Final answer:
The proportion of individuals in the population with a resting heart rate exceeding 85 is approximately 0.1587. The probability of at least two individuals in a sample of size 10 having a resting heart rate exceeding 85 is approximately 0.4871.
Step-by-step explanation:
To answer question a, we can use the standard normal distribution table to find the z-score corresponding to a resting heart rate of 85. The formula to calculate the z-score is (x - mean) / standard deviation, where x is the resting heart rate, mean is the mean resting heart rate in the population, and standard deviation is the standard deviation of resting heart rates in the population. Plugging in the values:
(85 - 80) / 5 = 1
Looking up the z-score of 1 in the standard normal distribution table, we find that the area to the left of the z-score is approximately 0.8413. To find the proportion of individuals with a resting heart rate exceeding 85, we subtract this area from 1:
1 - 0.8413 = 0.1587
Therefore, the proportion of individuals in the population with a resting heart rate exceeding 85 is approximately 0.1587.
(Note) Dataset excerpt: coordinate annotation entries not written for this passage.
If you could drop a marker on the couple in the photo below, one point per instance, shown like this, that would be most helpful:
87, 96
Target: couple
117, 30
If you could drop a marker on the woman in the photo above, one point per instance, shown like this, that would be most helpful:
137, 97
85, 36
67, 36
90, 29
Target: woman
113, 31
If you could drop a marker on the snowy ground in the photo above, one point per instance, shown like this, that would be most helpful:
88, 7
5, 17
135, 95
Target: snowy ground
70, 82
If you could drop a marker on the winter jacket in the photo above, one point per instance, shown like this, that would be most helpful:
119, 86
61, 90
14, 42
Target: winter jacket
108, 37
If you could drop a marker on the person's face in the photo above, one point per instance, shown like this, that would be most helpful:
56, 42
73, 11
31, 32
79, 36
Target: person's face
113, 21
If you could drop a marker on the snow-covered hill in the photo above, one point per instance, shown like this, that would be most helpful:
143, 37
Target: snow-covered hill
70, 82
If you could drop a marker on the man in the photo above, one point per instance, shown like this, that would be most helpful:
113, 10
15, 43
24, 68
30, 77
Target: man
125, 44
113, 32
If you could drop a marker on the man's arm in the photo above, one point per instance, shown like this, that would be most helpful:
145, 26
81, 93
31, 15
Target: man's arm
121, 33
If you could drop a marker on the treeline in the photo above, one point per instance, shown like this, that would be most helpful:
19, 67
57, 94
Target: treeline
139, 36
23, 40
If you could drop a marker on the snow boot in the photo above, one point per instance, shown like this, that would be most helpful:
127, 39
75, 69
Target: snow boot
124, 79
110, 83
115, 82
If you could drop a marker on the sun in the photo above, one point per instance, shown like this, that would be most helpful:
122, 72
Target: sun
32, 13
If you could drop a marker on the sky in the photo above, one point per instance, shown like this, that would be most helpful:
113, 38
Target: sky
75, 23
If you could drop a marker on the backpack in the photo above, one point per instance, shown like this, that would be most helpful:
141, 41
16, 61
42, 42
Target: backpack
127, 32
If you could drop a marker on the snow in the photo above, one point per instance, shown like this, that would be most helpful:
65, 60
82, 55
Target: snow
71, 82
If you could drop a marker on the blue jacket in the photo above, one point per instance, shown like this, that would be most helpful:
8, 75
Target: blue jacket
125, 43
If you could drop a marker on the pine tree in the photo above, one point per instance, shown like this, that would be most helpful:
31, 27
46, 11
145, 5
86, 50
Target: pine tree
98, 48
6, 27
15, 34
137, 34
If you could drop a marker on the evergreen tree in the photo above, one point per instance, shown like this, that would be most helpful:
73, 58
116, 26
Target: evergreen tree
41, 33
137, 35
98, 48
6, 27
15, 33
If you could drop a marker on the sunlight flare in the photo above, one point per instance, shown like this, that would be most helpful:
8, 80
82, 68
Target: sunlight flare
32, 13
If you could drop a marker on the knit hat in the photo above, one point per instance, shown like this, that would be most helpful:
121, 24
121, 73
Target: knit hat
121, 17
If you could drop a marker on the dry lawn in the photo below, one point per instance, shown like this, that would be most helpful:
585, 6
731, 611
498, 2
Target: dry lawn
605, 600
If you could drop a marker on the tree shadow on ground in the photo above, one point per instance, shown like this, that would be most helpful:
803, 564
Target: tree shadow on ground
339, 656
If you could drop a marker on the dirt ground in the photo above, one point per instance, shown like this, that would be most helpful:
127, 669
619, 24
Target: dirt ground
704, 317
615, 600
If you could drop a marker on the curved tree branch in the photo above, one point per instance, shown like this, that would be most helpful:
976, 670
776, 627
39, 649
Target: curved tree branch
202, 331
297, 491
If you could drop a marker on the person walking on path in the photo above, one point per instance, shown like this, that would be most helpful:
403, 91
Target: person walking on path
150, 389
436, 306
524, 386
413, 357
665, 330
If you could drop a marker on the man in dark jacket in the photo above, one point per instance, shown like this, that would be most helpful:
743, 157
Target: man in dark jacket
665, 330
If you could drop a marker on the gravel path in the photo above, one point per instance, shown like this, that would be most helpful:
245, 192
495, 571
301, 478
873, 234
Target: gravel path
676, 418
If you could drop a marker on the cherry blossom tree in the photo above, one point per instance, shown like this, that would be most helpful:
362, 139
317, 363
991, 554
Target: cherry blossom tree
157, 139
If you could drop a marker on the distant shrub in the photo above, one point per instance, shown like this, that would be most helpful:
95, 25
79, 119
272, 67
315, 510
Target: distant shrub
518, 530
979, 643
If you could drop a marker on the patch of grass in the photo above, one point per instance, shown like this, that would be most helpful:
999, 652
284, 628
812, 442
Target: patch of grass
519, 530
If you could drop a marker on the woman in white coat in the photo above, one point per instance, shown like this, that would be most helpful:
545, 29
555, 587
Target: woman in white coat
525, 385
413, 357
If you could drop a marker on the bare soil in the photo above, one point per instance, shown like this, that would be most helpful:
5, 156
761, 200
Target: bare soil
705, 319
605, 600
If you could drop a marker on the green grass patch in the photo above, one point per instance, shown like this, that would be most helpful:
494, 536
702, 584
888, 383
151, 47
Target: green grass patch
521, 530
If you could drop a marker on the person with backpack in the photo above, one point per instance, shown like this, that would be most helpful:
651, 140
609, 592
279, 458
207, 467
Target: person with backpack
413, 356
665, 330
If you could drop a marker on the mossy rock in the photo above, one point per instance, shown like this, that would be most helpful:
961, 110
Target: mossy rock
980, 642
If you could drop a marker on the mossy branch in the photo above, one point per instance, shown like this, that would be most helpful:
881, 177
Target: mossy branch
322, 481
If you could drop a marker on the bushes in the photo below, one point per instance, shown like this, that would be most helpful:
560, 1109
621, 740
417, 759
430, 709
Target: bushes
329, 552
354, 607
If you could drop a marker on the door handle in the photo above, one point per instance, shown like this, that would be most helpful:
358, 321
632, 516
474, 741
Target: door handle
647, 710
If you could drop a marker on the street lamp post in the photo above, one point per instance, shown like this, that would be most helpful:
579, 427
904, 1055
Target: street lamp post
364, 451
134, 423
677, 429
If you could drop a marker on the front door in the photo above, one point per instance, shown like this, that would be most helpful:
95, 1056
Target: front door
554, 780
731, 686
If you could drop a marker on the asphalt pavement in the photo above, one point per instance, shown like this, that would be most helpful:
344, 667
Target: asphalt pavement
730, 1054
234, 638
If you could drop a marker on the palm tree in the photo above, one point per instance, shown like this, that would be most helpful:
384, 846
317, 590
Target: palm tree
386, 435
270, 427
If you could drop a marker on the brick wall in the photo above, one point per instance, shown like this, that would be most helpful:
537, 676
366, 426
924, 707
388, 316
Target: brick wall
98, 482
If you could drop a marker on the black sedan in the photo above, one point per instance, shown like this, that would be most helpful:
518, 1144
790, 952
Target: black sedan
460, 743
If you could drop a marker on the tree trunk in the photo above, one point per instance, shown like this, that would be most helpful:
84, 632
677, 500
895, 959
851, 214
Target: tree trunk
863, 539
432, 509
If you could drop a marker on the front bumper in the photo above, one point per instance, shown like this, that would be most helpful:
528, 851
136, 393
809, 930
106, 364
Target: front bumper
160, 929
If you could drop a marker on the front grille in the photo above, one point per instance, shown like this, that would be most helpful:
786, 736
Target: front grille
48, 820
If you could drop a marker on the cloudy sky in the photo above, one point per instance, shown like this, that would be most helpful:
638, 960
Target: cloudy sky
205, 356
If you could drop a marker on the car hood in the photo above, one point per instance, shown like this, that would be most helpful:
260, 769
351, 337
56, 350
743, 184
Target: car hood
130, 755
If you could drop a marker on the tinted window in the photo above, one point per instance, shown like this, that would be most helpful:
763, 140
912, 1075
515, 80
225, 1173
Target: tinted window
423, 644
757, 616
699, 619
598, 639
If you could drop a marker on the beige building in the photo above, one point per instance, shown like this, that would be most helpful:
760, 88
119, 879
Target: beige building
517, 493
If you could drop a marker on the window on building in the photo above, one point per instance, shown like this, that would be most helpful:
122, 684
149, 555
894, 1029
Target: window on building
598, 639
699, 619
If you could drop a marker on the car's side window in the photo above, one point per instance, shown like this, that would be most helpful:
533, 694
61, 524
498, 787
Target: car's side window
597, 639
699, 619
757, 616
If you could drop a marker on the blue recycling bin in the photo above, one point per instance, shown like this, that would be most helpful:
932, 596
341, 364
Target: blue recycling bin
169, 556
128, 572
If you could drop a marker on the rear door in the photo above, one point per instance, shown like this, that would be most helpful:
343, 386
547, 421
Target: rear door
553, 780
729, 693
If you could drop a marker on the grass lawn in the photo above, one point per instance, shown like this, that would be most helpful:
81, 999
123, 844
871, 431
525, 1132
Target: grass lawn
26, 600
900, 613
To answer question b, we can use the binomial probability formula. The probability of at least two individuals in a sample of size 10 having a resting heart rate exceeding 85 can be calculated as:
P(X ≥ 2) = 1 - P(X = 0) - P(X = 1)
where X follows a binomial distribution with parameters n = 10 (sample size) and p = 0.1587 (probability of an individual having a resting heart rate exceeding 85 in the population). Using a binomial probability calculator or Excel function, we find that the probability is approximately 0.4871.